When you have a planned network maintenance or general maintenance window that may impact your TKGI environment, you can use the following steps before the maintenance operation begins:
- Disable the bosh resurrector. Run commnd bosh update-resurrection off
- Log in on each cluster that will go into maintenance
- To list all the jobs running. Run a command similar to bosh -d <service-instance> ssh master -c "sudo monit summary"
- Then stop all the jobs running. Run a command similar to bosh -d <service-instance> ssh master -c "sudo monit stop <job>"
- Check if the service has stopped by issuing a command similar to bosh -d <service-instance> ssh master -c "sudo monit status <job>".

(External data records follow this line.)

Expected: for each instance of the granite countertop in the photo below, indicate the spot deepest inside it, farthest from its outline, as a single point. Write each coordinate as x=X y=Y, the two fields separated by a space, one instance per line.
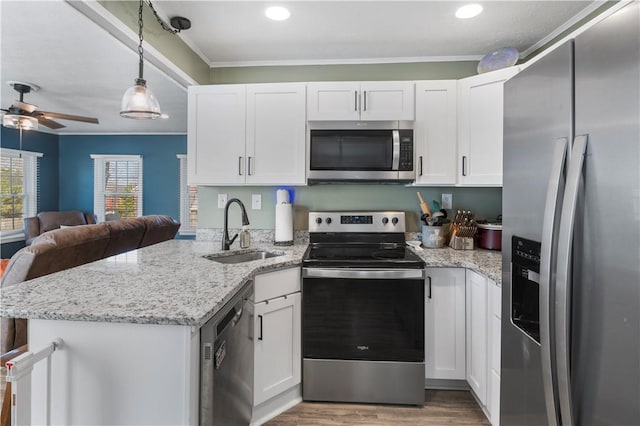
x=171 y=283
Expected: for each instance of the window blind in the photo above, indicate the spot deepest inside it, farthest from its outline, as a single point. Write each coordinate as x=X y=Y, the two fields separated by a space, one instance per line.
x=188 y=200
x=118 y=188
x=19 y=174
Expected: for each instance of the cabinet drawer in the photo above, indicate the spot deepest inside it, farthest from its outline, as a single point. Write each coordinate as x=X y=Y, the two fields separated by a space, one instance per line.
x=276 y=284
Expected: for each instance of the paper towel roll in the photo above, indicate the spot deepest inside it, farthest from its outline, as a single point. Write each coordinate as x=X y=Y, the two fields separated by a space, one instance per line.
x=284 y=224
x=282 y=196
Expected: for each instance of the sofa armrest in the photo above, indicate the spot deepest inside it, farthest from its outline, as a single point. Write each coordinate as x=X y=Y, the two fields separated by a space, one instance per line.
x=31 y=229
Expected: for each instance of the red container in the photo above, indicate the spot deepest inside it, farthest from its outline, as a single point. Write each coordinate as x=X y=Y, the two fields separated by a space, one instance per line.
x=490 y=236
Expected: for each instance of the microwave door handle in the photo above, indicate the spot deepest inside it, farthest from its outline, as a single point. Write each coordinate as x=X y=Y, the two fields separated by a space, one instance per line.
x=395 y=165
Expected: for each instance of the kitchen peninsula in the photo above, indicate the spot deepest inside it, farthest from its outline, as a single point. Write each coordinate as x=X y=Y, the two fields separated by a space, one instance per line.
x=131 y=323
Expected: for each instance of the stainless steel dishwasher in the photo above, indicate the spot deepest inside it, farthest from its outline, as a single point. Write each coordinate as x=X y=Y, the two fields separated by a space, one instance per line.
x=226 y=363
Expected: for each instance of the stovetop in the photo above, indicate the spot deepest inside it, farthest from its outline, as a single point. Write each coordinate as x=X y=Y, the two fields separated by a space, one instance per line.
x=360 y=256
x=358 y=240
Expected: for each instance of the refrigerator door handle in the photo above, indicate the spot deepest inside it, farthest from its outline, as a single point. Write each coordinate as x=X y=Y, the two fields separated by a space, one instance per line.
x=563 y=278
x=549 y=225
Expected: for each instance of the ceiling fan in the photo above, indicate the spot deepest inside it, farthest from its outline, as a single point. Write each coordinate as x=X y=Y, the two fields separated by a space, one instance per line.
x=23 y=115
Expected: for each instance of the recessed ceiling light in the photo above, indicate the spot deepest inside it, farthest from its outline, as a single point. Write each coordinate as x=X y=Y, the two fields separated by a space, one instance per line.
x=277 y=13
x=469 y=11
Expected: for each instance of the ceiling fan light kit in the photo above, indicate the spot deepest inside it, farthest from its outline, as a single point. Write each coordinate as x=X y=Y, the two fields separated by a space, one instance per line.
x=139 y=102
x=22 y=122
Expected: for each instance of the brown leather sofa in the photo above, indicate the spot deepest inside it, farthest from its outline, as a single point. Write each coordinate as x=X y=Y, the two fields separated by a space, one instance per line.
x=66 y=248
x=48 y=221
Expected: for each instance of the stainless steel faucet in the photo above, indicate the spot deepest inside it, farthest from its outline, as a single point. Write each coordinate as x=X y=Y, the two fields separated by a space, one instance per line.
x=226 y=242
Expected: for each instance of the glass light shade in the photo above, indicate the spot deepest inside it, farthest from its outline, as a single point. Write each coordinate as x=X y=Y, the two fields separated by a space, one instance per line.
x=24 y=122
x=139 y=103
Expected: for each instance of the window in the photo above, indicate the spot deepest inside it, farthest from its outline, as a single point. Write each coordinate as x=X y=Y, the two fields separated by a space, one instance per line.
x=117 y=186
x=188 y=201
x=18 y=191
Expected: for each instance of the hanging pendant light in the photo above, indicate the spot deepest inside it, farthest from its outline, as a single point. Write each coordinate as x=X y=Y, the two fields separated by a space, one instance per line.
x=138 y=101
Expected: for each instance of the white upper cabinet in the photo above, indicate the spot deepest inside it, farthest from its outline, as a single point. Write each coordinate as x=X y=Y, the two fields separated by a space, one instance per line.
x=247 y=134
x=275 y=145
x=435 y=132
x=480 y=122
x=216 y=134
x=350 y=101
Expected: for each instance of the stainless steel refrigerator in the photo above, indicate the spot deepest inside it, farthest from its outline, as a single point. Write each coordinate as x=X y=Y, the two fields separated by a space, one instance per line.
x=571 y=232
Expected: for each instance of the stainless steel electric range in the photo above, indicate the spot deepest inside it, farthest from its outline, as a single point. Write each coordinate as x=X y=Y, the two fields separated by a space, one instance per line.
x=362 y=310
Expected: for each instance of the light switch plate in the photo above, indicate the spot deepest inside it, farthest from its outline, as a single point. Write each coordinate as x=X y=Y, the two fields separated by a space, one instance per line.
x=447 y=201
x=222 y=200
x=256 y=201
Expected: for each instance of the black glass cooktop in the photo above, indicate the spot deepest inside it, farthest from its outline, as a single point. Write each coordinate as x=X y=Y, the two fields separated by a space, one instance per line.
x=361 y=255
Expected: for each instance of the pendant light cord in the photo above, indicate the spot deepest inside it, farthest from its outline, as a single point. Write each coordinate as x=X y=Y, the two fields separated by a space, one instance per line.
x=140 y=49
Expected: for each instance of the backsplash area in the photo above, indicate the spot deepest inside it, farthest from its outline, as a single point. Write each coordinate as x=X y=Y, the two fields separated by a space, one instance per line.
x=485 y=202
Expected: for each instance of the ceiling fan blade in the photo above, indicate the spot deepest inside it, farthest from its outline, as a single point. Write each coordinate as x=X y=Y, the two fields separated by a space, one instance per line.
x=24 y=106
x=48 y=114
x=50 y=123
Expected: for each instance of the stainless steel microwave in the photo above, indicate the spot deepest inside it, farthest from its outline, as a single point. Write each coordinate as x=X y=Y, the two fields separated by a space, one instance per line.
x=361 y=155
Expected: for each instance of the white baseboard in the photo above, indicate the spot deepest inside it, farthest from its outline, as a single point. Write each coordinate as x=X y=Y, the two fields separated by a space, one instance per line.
x=276 y=405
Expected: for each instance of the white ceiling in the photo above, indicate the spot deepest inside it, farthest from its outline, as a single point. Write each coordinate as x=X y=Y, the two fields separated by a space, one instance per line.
x=84 y=70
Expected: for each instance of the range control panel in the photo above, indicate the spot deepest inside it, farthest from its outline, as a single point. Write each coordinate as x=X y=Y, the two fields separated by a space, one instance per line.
x=387 y=221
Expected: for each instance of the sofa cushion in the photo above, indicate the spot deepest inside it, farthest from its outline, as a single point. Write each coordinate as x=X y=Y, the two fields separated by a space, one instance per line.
x=65 y=248
x=124 y=235
x=53 y=220
x=158 y=228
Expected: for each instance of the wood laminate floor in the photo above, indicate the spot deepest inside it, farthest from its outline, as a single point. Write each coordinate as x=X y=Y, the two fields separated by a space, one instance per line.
x=440 y=408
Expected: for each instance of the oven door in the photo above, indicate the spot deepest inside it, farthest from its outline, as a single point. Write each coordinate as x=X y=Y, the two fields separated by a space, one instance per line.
x=363 y=314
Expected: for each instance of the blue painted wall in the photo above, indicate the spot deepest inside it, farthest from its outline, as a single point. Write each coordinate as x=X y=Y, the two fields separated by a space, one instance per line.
x=48 y=145
x=160 y=166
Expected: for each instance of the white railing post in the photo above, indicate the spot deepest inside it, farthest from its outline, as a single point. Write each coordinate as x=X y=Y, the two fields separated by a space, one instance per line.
x=19 y=375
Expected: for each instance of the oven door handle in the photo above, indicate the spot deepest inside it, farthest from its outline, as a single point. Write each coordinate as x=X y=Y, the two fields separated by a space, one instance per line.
x=363 y=274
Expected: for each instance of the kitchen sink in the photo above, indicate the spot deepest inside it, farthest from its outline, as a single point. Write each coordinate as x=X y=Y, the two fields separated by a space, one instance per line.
x=246 y=256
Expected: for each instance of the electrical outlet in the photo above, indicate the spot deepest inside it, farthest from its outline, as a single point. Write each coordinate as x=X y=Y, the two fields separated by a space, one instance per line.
x=447 y=201
x=222 y=200
x=256 y=201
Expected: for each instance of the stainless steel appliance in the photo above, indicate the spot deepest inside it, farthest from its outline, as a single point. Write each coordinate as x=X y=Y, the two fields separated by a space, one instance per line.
x=375 y=153
x=226 y=363
x=571 y=232
x=362 y=310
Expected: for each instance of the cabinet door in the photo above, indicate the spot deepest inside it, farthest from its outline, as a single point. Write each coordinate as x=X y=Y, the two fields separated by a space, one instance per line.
x=277 y=362
x=276 y=134
x=333 y=101
x=480 y=115
x=445 y=324
x=477 y=334
x=216 y=134
x=436 y=132
x=387 y=100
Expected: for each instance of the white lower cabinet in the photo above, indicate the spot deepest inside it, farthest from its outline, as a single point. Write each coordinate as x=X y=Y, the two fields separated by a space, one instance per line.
x=277 y=341
x=445 y=324
x=483 y=342
x=477 y=335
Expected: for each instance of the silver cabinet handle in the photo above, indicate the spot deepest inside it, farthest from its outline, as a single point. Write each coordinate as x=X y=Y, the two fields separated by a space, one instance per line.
x=395 y=158
x=549 y=223
x=563 y=278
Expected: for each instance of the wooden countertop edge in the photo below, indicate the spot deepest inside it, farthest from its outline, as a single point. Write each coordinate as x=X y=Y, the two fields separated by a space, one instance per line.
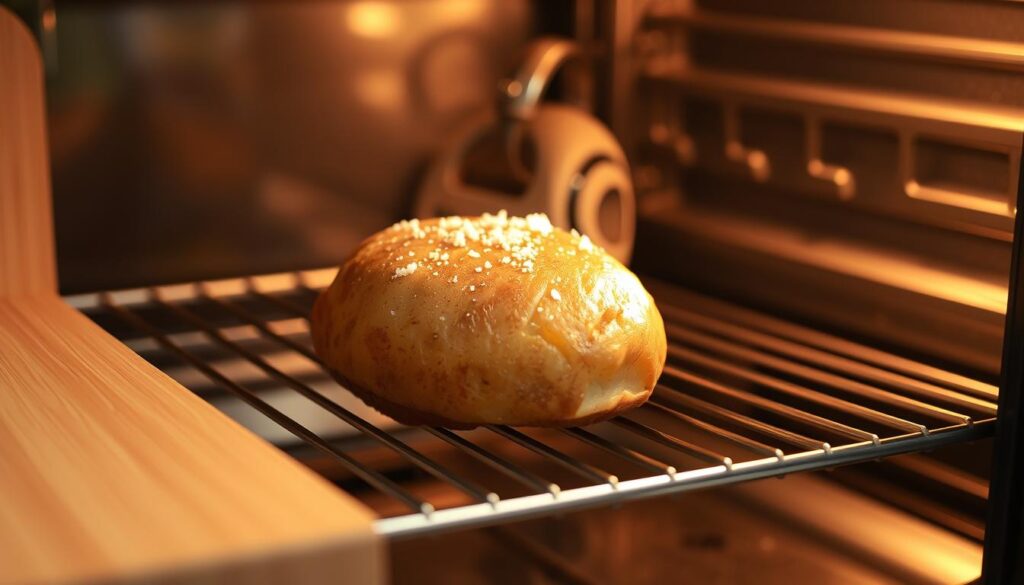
x=112 y=472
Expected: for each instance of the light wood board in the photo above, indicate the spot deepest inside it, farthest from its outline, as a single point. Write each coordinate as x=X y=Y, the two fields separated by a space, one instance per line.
x=111 y=471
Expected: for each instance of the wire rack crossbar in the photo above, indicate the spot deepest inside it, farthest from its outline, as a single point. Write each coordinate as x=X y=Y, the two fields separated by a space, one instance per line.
x=744 y=395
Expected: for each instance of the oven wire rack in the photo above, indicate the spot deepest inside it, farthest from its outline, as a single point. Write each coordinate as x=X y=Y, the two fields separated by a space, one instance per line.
x=769 y=397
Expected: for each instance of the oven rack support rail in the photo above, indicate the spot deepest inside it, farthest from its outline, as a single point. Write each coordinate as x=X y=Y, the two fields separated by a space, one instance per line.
x=788 y=398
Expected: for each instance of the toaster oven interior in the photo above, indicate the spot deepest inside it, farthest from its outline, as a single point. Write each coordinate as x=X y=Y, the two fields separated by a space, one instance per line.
x=825 y=197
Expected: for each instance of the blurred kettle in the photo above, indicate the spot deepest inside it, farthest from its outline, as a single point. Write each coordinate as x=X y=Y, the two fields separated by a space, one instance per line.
x=579 y=176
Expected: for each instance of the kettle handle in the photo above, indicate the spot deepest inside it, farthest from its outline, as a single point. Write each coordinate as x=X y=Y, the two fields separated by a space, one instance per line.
x=521 y=94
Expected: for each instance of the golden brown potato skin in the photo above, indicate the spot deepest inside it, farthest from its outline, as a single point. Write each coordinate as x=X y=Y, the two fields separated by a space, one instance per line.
x=565 y=337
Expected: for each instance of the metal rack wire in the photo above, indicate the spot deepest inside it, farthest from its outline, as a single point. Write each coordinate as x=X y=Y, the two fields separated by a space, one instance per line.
x=743 y=397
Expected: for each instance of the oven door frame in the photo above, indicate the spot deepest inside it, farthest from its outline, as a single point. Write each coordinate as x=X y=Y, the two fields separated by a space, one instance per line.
x=1004 y=555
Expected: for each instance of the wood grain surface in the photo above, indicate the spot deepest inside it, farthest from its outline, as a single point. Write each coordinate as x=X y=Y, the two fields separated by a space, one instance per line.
x=27 y=258
x=111 y=471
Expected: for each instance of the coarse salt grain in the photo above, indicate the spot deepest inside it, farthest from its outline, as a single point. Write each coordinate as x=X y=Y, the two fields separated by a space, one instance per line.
x=585 y=244
x=406 y=270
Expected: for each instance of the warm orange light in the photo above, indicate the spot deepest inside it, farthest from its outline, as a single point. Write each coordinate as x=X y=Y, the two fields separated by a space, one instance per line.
x=373 y=19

Once the maintenance window is completed you can complete the following steps to
- Log in on each cluster that will go into maintenance
- To list all the jobs and its status. Run a command similar to bosh -d <service-instance> ssh master -c "sudo monit summary"
- Run previously stopped jobs. Run a command similar to bosh -d <service-instance> ssh master -c "sudo monit start <job>".
- Check if the service has resumed by running a command similar to bosh -d <service-instance> ssh master -c "sudo monit status <job>".
- Enable the bosh resurrector. Run commnd bosh update-resurrection off
Note: During the maintenance window, all persistent volume operations will be queued and will resume once the service has started again.